Let's just set a variable to the filename because it's such a fiddle to type:


Now fire up spatialite-gui and create a new database called eper.sqlite. It should have some tables in it, namely: geom_cols_ref_sys, geometry_columns, and spatial_ref_sys . Quit spatialite-gui.

The next job is to generate the tables in the spatialite file. You can dump the schema from the mdb file and read it into spatialite easy enough, and I found that the sybase version of the schema was accepted better by spatialite than the default access option, or the oracle version:

mdb-schema $mdb sybase | spatialite eper.sqlite

Ignore the errors, they occur because the schema script tries to drop all tables before creating them.

Next up, read all the table data from the mdb and load into sqlite.
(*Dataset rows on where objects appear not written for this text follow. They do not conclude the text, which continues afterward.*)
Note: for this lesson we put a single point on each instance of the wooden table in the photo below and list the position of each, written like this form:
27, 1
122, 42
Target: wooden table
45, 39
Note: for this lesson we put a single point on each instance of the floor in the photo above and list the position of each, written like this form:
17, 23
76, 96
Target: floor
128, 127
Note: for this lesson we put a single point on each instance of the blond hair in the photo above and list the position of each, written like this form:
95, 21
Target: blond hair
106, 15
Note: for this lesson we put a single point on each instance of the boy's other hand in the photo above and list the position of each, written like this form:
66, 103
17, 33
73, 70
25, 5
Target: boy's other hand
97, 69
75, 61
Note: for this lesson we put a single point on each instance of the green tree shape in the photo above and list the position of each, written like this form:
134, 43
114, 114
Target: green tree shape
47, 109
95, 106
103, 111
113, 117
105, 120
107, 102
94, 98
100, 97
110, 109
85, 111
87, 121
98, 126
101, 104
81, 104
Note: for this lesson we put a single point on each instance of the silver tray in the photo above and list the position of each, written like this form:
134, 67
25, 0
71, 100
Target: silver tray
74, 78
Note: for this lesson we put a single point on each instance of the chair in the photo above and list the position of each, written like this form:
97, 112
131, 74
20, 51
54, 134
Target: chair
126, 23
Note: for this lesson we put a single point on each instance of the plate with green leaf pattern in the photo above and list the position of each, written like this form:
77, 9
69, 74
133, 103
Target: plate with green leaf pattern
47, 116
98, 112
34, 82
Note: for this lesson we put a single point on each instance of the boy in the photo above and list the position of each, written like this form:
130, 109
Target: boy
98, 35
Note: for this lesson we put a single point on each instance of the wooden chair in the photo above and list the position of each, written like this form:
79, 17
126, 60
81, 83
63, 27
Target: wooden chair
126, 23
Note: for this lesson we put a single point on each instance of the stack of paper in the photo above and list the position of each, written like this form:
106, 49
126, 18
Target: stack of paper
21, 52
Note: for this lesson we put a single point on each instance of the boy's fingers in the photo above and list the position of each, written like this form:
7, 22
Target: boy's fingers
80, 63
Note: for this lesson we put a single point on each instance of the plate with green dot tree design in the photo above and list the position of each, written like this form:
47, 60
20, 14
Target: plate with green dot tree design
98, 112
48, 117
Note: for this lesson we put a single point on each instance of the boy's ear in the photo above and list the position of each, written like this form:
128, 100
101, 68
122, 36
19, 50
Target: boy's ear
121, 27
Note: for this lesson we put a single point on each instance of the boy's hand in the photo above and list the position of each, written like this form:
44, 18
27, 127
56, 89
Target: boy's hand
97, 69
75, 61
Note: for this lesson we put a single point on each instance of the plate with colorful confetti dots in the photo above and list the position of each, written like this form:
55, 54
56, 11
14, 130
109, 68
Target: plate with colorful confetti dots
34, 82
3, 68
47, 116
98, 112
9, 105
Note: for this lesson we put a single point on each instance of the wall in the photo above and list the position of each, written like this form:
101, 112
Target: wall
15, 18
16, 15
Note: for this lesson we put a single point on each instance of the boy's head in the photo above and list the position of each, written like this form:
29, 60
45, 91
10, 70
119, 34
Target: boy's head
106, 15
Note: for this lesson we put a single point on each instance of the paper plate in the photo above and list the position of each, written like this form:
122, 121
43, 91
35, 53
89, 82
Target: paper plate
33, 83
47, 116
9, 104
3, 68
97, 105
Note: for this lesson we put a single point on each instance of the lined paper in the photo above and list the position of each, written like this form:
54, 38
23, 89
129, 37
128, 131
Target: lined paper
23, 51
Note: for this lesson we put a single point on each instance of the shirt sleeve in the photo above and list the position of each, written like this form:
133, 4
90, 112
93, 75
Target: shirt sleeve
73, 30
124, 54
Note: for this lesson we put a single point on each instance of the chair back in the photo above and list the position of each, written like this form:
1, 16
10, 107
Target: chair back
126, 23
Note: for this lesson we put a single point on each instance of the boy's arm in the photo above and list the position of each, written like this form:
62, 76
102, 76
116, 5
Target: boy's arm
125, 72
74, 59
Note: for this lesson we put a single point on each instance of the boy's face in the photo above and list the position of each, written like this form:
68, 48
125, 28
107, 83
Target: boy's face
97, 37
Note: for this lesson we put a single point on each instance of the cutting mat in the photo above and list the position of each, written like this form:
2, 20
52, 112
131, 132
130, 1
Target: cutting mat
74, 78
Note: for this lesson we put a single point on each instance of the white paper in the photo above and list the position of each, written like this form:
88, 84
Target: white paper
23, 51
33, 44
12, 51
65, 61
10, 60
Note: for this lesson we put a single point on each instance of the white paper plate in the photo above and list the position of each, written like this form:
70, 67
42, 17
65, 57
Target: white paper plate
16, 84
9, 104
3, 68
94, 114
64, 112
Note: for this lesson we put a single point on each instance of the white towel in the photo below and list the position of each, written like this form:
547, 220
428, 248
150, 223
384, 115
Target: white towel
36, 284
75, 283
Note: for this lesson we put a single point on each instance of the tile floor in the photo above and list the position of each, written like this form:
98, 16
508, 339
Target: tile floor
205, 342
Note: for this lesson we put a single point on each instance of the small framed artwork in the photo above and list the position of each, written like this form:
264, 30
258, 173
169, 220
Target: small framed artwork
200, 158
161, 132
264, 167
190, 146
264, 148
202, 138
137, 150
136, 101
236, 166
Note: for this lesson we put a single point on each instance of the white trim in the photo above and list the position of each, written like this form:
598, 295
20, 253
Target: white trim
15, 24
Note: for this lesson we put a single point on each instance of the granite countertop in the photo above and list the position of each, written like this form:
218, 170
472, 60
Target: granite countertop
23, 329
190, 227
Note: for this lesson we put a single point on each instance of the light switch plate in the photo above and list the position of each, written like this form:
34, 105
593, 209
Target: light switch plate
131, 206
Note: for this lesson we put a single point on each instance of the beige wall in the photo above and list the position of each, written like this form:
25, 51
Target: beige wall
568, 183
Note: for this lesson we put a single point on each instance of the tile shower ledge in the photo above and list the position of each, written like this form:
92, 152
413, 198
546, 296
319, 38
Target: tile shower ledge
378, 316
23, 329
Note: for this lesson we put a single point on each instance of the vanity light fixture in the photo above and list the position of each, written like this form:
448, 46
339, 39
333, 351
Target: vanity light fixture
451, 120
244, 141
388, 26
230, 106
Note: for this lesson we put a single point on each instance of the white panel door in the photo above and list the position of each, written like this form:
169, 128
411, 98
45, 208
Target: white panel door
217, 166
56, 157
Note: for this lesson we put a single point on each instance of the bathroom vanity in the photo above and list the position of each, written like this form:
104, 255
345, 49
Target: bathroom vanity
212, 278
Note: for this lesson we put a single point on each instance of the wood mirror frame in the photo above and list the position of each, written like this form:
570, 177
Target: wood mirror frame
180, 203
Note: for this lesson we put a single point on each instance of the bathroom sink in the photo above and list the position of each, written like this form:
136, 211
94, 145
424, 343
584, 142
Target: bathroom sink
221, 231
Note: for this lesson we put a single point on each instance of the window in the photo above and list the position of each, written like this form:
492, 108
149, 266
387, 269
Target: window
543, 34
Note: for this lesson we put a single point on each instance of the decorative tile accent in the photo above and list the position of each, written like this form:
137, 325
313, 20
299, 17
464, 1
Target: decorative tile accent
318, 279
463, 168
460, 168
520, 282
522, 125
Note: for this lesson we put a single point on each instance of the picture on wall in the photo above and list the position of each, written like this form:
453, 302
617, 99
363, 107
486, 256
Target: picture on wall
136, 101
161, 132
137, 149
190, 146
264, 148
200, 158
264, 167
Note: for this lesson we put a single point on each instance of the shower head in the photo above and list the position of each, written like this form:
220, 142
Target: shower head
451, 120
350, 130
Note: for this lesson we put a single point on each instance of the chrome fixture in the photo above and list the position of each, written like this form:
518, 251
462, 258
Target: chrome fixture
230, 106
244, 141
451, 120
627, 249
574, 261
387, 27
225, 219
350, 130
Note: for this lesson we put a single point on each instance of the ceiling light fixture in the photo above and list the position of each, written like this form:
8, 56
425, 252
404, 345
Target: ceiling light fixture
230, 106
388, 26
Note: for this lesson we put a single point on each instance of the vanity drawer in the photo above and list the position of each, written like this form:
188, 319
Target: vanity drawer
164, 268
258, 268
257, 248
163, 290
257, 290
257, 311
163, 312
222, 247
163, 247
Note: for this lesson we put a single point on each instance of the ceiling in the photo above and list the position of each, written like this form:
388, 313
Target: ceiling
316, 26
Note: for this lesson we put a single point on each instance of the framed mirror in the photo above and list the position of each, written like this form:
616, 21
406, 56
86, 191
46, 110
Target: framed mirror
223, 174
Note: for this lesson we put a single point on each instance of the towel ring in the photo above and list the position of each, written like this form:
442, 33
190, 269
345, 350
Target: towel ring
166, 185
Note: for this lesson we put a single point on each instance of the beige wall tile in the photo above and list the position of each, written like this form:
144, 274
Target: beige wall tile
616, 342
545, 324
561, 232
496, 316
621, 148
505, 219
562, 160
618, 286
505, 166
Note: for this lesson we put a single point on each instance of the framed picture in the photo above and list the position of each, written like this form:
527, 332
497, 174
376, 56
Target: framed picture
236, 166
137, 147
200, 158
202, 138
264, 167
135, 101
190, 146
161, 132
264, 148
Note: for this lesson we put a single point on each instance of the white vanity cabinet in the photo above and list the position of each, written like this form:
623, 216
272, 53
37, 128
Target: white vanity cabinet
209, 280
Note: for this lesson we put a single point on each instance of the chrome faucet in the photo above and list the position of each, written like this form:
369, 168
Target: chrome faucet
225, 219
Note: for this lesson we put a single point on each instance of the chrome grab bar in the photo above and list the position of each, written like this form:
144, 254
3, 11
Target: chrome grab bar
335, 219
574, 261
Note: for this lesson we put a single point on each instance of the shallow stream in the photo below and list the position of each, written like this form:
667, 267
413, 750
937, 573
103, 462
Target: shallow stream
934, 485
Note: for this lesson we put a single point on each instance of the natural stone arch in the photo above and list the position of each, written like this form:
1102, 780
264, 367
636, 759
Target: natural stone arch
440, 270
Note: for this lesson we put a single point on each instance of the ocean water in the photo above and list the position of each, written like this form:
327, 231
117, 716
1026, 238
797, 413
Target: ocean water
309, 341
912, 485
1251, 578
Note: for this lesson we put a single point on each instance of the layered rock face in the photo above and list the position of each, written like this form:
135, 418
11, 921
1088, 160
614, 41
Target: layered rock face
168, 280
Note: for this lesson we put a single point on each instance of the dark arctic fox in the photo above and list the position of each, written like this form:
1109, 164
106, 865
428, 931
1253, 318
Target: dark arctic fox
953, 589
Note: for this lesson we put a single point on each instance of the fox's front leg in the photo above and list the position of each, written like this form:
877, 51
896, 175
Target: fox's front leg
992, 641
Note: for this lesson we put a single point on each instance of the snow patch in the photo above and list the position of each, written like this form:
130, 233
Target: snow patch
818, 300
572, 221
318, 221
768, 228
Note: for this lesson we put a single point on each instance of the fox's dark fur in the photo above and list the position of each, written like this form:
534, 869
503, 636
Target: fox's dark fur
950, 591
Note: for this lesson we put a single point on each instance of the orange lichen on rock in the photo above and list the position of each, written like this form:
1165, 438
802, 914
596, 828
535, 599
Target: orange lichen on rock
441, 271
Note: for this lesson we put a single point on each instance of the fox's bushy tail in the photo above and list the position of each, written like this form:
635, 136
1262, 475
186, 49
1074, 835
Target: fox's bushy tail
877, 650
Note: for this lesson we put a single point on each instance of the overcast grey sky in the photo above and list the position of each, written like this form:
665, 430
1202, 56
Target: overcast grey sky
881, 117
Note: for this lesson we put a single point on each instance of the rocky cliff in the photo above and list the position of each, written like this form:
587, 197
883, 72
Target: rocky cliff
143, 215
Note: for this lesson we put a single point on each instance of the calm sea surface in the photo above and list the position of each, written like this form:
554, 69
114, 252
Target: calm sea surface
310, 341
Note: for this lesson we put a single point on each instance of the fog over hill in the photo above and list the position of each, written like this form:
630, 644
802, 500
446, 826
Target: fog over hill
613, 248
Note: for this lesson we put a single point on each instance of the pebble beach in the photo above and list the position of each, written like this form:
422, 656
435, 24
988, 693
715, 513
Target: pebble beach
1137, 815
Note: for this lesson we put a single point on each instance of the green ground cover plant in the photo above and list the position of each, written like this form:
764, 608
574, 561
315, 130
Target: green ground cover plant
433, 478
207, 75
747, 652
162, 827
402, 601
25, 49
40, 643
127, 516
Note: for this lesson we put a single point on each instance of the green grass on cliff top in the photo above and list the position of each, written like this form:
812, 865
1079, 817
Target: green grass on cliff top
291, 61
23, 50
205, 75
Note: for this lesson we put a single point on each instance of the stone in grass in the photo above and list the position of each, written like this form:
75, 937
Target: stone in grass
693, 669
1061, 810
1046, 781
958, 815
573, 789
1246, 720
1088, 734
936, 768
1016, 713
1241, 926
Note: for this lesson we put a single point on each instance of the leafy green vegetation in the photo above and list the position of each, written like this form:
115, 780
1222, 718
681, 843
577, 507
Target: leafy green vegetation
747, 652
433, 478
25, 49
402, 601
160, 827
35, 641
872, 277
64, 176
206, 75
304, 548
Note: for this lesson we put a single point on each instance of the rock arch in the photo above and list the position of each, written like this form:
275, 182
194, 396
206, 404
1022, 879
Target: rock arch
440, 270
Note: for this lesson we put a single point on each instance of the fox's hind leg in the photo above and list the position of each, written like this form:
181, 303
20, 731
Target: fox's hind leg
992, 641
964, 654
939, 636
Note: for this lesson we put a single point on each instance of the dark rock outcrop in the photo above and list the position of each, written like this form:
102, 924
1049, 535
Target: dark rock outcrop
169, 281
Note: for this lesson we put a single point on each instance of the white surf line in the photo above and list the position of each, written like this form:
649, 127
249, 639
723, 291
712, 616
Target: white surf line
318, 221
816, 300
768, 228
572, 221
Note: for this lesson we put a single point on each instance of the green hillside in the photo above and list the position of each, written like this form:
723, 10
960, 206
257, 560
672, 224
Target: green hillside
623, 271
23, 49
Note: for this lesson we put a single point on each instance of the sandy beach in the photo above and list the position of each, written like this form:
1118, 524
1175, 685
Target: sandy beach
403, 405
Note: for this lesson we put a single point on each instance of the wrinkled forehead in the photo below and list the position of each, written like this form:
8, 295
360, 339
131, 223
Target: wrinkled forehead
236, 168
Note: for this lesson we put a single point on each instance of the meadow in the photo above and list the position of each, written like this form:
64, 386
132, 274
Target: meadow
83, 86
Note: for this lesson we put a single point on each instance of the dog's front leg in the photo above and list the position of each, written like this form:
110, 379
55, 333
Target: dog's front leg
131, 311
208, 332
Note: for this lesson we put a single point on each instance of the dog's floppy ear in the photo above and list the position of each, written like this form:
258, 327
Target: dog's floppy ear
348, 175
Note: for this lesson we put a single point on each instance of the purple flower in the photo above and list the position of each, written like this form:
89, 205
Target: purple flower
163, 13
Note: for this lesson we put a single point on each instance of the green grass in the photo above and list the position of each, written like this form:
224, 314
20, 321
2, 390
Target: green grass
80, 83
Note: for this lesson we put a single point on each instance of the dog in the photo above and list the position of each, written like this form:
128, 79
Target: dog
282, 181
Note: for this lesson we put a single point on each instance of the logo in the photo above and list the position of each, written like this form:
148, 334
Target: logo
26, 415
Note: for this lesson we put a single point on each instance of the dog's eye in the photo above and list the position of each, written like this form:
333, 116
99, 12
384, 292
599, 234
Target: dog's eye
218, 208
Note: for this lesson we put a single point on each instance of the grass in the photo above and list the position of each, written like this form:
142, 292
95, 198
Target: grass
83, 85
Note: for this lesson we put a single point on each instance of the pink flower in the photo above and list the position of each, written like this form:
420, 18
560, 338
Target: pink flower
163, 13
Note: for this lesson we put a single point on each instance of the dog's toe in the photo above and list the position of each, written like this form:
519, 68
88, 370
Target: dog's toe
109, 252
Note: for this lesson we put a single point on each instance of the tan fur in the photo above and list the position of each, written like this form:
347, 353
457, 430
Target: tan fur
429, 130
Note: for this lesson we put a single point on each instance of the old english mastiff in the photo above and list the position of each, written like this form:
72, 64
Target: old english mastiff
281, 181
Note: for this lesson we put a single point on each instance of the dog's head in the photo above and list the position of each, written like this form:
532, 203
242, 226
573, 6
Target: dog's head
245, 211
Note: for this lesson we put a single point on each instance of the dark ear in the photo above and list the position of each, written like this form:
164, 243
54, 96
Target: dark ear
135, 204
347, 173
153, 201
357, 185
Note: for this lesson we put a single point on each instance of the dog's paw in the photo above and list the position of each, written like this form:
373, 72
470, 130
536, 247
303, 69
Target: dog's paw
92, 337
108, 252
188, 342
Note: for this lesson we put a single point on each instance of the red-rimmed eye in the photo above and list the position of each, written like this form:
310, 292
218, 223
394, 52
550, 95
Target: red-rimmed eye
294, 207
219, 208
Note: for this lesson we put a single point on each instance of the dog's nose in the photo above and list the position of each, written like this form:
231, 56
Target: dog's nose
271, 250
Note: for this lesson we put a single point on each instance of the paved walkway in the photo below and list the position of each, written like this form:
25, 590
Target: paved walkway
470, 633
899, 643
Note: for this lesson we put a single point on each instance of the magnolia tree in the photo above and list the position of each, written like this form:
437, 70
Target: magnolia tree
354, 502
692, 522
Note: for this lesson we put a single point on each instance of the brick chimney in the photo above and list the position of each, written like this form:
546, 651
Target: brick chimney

I use the -I option of mdb-export to dump SQL INSERT statements, and the -R option to add the semicolons that spatialite needs:

for t in `mdb-tables $mdb` ; do
 echo $t
 mdb-export -I -R ";\n" $mdb $t |spatialite eper.sqlite

All my table names and column names are single words, so I don't need any quotes or the -S option to sanitize names. That's not always the case.

Now we have to spatially enable the Facility table. Fire up the gui again on the eper.sqlite file. You should see the new tables.

The Facility table has Longitude and Latitude columns which look like WGS84 coords, and indeed there is a Geographic Coordinate System column. Let's just check:

SELECT * FROM "Facility" where GeographicCoordinateSystem <> 'WGS84'

Oh dear. 28 of them appear to be in ETRS89. We'll ignore that for now, but it's always good to check.

The table needs a geometry column, so we add it thus:

SELECT AddGeometryColumn('Facility', 'the_geom', 4326, 'POINT', 2);

And now we fill that column by making points from the Lat/Long columns:

UPDATE Facility SET the_geom = MakePoint(Longitude,Latitude,4326)

From that point we can load the database in Qgis 1.4.x using the spatialite layer and plot the points, query them etc etc.

The database is a complex beast if you wish to relate the other emissions data to the facility points. I've constructed what I think is an approximate picture of the relations between the tables, but I may be wrong!

 The PDF/DBDesigner XML of this is available from me if you ask nicely! You could probably use this now to do stuff like creating a view in spatialite that mapped all emissions of a certain substance in various countries, or summarise emissions counts in countries and so on. There's a Flash Interface to the EPER data, but it could easily be done in OpenLayers... Anyone?

Anyway, that's how to get some mdb database into spatialite and plot it in Qgis!